Aus diesen Datensätzen wurden relevanten Merkmale (Features) extrahiert, die auf der dimensionalen Analyse des inversen Nanoindentationsproblems basieren. Anschließend wurde ein neuronales Netzwerk trainiert, das den Spitzenverschleiß während experimenteller Anwendungen direkt beschreiben kann. Die Entscheidungsprozesse des komplexen Netzwerks wurden mithilfe von Methoden aus der kooperativen Spieltheorie analysiert. Es konnte gezeigt werden, dass das neuronale Netzwerk nicht nur präzise in-situ Verschleißvorhersagen ermöglicht, sondern sich dabei auch auf dieselben Features stützt, die bereits mit anderen Methoden vorhergesagt wurden.
Claus O. W. Trost studierte an der Montanuniversität Leoben Werkstoffwissenschaft und promovierte 2023. Seine Dissertation wurde am Erich Schmid-Institut für Materialwissenschaft der Österreichischen Akademie der Wissenschaften (ÖAW) in der Arbeitsgruppe von Dr. Megan Cordill verfasst.

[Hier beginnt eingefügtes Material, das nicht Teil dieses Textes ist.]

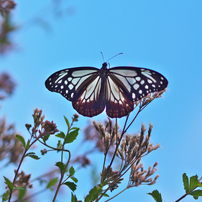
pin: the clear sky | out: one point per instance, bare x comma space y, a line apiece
165, 36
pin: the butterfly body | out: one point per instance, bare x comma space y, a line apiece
91, 89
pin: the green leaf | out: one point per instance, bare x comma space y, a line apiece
71, 171
185, 182
71, 185
196, 193
67, 122
52, 183
73, 198
32, 155
193, 182
45, 138
60, 135
21, 193
21, 139
95, 192
74, 179
59, 145
74, 128
5, 196
156, 195
27, 145
61, 166
9, 183
71, 136
19, 188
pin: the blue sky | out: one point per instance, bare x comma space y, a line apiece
161, 35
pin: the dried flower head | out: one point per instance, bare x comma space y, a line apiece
38, 118
49, 127
23, 180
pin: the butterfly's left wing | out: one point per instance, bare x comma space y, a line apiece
137, 82
82, 86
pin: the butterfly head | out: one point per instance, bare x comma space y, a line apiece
104, 65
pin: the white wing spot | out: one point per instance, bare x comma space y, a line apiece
149, 81
70, 86
136, 86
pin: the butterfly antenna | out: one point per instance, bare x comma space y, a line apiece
102, 56
114, 56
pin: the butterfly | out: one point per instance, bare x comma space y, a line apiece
91, 89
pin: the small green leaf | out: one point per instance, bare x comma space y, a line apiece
95, 192
59, 145
61, 166
193, 182
185, 182
196, 193
32, 155
21, 194
71, 136
45, 138
5, 196
27, 145
21, 139
73, 198
9, 183
60, 135
71, 171
74, 128
156, 195
67, 122
74, 179
71, 185
52, 183
19, 188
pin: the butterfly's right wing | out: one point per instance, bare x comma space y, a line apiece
82, 86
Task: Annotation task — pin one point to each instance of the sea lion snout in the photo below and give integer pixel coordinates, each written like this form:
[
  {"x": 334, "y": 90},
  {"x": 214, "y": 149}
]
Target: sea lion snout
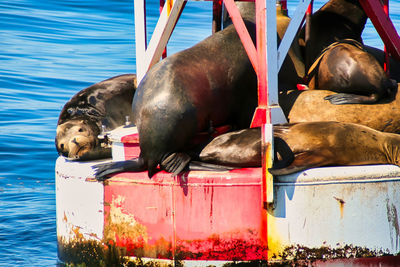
[{"x": 74, "y": 139}]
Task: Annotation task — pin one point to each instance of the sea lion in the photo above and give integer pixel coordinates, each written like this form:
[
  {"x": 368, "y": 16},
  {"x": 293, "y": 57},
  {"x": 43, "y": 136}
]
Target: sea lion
[
  {"x": 348, "y": 69},
  {"x": 80, "y": 122},
  {"x": 302, "y": 146},
  {"x": 308, "y": 106},
  {"x": 334, "y": 21},
  {"x": 394, "y": 65},
  {"x": 210, "y": 84}
]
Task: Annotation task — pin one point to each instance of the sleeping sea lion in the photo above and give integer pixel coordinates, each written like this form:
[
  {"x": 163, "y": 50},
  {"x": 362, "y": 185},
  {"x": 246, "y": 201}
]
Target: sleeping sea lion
[
  {"x": 394, "y": 65},
  {"x": 302, "y": 146},
  {"x": 292, "y": 70},
  {"x": 348, "y": 69},
  {"x": 80, "y": 122},
  {"x": 210, "y": 84},
  {"x": 308, "y": 106},
  {"x": 334, "y": 21}
]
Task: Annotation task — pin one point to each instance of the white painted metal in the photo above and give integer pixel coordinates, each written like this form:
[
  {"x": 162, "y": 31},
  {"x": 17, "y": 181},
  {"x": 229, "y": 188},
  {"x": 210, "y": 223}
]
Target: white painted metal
[
  {"x": 140, "y": 37},
  {"x": 337, "y": 206},
  {"x": 80, "y": 205},
  {"x": 291, "y": 31},
  {"x": 116, "y": 135},
  {"x": 160, "y": 37}
]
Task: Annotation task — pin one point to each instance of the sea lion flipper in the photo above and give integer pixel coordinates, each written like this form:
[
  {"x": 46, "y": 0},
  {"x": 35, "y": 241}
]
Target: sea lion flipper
[
  {"x": 203, "y": 166},
  {"x": 302, "y": 161},
  {"x": 344, "y": 98},
  {"x": 104, "y": 170},
  {"x": 175, "y": 163}
]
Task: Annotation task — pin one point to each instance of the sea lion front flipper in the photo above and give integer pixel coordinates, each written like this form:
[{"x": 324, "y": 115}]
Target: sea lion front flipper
[
  {"x": 175, "y": 163},
  {"x": 203, "y": 166},
  {"x": 343, "y": 98},
  {"x": 302, "y": 161},
  {"x": 104, "y": 170}
]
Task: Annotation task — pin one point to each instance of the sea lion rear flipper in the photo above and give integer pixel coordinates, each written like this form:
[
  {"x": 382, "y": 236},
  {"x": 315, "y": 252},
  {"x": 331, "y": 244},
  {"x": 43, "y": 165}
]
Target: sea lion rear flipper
[
  {"x": 302, "y": 161},
  {"x": 104, "y": 170},
  {"x": 343, "y": 98}
]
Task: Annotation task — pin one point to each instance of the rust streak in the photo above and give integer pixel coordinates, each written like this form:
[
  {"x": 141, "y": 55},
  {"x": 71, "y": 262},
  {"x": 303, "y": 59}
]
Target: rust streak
[{"x": 341, "y": 206}]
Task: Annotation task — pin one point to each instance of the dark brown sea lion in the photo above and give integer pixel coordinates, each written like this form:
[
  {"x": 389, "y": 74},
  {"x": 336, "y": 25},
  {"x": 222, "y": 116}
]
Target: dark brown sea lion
[
  {"x": 211, "y": 83},
  {"x": 302, "y": 146},
  {"x": 80, "y": 122},
  {"x": 334, "y": 21},
  {"x": 347, "y": 68},
  {"x": 394, "y": 65},
  {"x": 308, "y": 106}
]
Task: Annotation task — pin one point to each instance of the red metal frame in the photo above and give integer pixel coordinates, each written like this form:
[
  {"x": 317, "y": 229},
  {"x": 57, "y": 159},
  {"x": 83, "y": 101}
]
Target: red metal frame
[{"x": 384, "y": 26}]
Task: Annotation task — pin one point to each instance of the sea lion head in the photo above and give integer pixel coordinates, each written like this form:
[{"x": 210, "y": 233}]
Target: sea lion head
[{"x": 75, "y": 138}]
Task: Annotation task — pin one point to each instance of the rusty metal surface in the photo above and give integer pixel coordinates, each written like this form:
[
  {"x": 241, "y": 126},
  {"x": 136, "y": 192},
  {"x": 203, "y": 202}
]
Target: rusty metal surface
[{"x": 215, "y": 216}]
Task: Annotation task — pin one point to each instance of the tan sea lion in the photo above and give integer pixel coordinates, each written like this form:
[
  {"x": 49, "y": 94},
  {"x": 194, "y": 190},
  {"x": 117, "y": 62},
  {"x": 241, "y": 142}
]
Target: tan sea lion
[
  {"x": 302, "y": 146},
  {"x": 308, "y": 106},
  {"x": 80, "y": 121},
  {"x": 348, "y": 69}
]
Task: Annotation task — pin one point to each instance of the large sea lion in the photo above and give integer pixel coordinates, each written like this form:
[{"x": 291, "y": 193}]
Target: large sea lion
[
  {"x": 334, "y": 21},
  {"x": 308, "y": 106},
  {"x": 210, "y": 84},
  {"x": 80, "y": 122},
  {"x": 302, "y": 146},
  {"x": 347, "y": 68}
]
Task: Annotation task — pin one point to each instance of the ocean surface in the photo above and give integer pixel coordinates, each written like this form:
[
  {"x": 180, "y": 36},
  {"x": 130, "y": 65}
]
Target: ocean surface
[{"x": 50, "y": 50}]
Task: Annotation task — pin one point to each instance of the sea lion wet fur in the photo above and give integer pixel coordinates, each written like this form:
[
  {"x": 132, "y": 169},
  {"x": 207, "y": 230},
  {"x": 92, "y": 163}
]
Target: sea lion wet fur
[{"x": 80, "y": 121}]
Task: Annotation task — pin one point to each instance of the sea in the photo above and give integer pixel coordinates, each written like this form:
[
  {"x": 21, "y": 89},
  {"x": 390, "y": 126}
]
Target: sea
[{"x": 50, "y": 50}]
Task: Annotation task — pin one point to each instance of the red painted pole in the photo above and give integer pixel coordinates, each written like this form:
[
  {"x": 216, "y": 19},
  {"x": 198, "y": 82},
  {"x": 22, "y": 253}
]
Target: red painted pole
[
  {"x": 386, "y": 64},
  {"x": 164, "y": 54},
  {"x": 242, "y": 32},
  {"x": 383, "y": 25},
  {"x": 217, "y": 15},
  {"x": 308, "y": 30}
]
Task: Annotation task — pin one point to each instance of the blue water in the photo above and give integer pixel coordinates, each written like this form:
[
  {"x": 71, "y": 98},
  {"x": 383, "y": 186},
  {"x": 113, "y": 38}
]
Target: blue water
[{"x": 49, "y": 50}]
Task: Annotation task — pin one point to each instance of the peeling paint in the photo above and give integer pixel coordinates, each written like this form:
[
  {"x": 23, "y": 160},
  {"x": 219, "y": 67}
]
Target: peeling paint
[
  {"x": 393, "y": 220},
  {"x": 229, "y": 246},
  {"x": 341, "y": 206}
]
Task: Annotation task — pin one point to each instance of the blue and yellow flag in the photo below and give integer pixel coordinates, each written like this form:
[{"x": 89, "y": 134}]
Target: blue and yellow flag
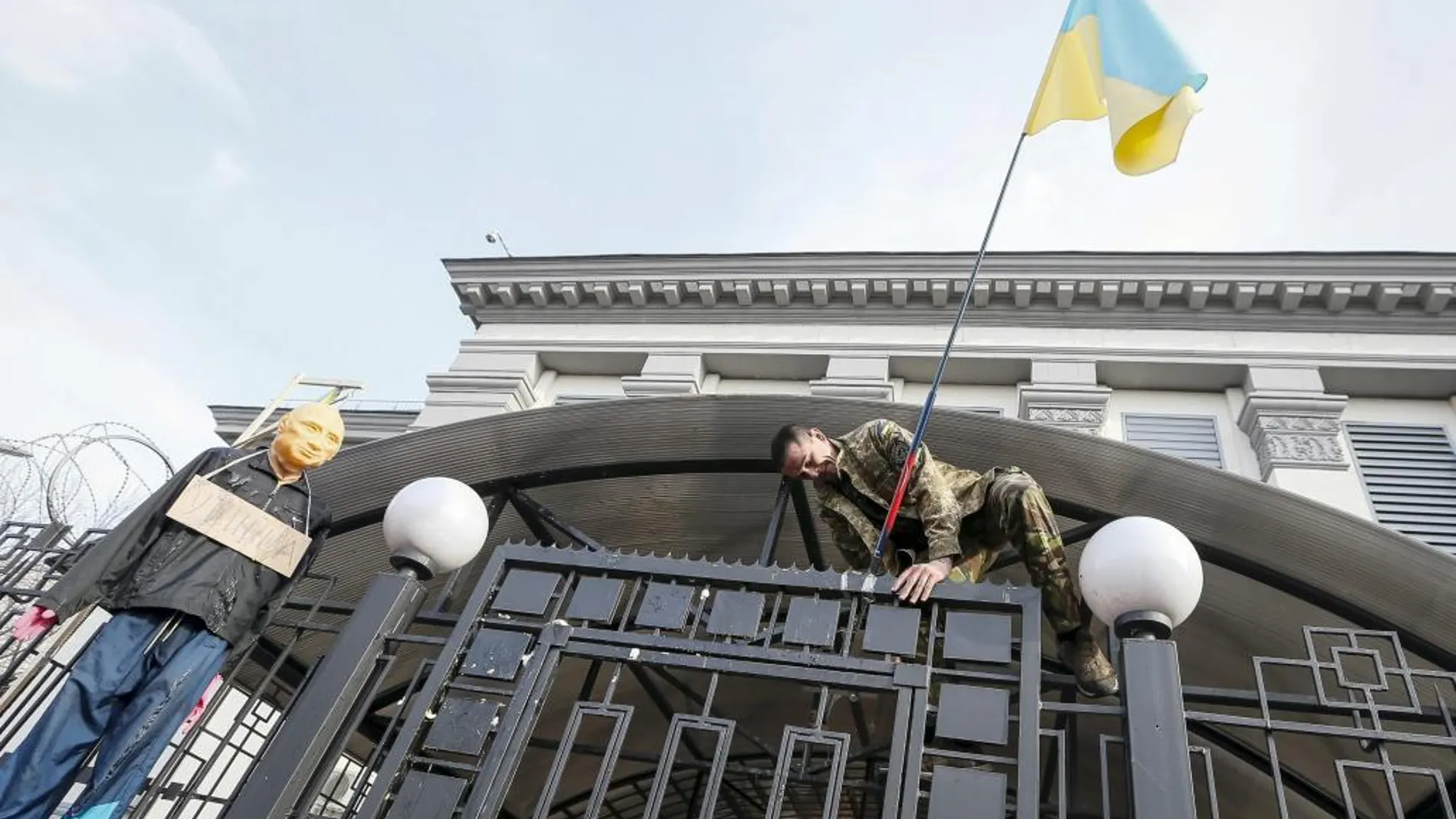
[{"x": 1113, "y": 58}]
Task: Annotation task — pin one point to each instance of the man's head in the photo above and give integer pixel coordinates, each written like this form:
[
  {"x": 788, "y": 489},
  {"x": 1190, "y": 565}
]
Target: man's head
[
  {"x": 307, "y": 437},
  {"x": 804, "y": 454}
]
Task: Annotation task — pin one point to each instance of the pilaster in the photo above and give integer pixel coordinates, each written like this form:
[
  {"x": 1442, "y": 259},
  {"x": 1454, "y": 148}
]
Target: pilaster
[
  {"x": 1066, "y": 395},
  {"x": 666, "y": 374},
  {"x": 1292, "y": 422},
  {"x": 852, "y": 377},
  {"x": 480, "y": 383}
]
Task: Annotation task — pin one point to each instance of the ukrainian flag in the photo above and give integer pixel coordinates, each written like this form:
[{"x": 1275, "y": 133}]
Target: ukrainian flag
[{"x": 1113, "y": 58}]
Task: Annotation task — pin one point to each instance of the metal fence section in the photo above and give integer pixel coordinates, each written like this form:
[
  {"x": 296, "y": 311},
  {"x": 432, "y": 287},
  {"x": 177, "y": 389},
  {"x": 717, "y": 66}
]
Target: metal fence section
[
  {"x": 553, "y": 683},
  {"x": 203, "y": 768},
  {"x": 536, "y": 707}
]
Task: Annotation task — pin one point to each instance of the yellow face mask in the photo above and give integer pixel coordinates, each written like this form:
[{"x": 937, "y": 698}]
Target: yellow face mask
[{"x": 307, "y": 437}]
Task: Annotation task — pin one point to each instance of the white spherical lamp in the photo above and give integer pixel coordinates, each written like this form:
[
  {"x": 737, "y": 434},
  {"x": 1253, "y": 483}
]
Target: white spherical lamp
[
  {"x": 1142, "y": 576},
  {"x": 436, "y": 526}
]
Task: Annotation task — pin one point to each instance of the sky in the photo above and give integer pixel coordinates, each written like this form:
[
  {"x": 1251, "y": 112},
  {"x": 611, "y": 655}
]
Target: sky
[{"x": 202, "y": 200}]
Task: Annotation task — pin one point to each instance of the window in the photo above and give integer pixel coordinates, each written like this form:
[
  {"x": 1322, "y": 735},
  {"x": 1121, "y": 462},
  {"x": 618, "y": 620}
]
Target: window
[
  {"x": 1189, "y": 437},
  {"x": 977, "y": 411},
  {"x": 567, "y": 399},
  {"x": 1410, "y": 474}
]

Durch die Teilnahme an verschiedenen Summer- und Winterschools der ÖAW und der Technischen Universität Dresden konnte er sich während seiner Dissertation im Bereich des maschinellen Lernens spezialisieren. Sein wissenschaftlicher Fokus liegt auf dünnen metallischen Filmen und Folien, die für modernen mikroelektronischen Bauteilen benötigt werden. Dabei beschäftigt er sich sowohl mit datengetriebener Weiterentwicklung von Messmethoden als auch mit datenzentrischer Materialentwicklung.
Derzeit ist er als Postdoktorand am Erich Schmid-Institut tätig. Für seine Forschung an selbstheilenden dünnen Schichten wurde ihm ein APART-MINT-Stipendium der ÖAW verliehen. Darüber hinaus ist er Co-Projektleiter des F&E-Infrastrukturprojekts FunkyMat.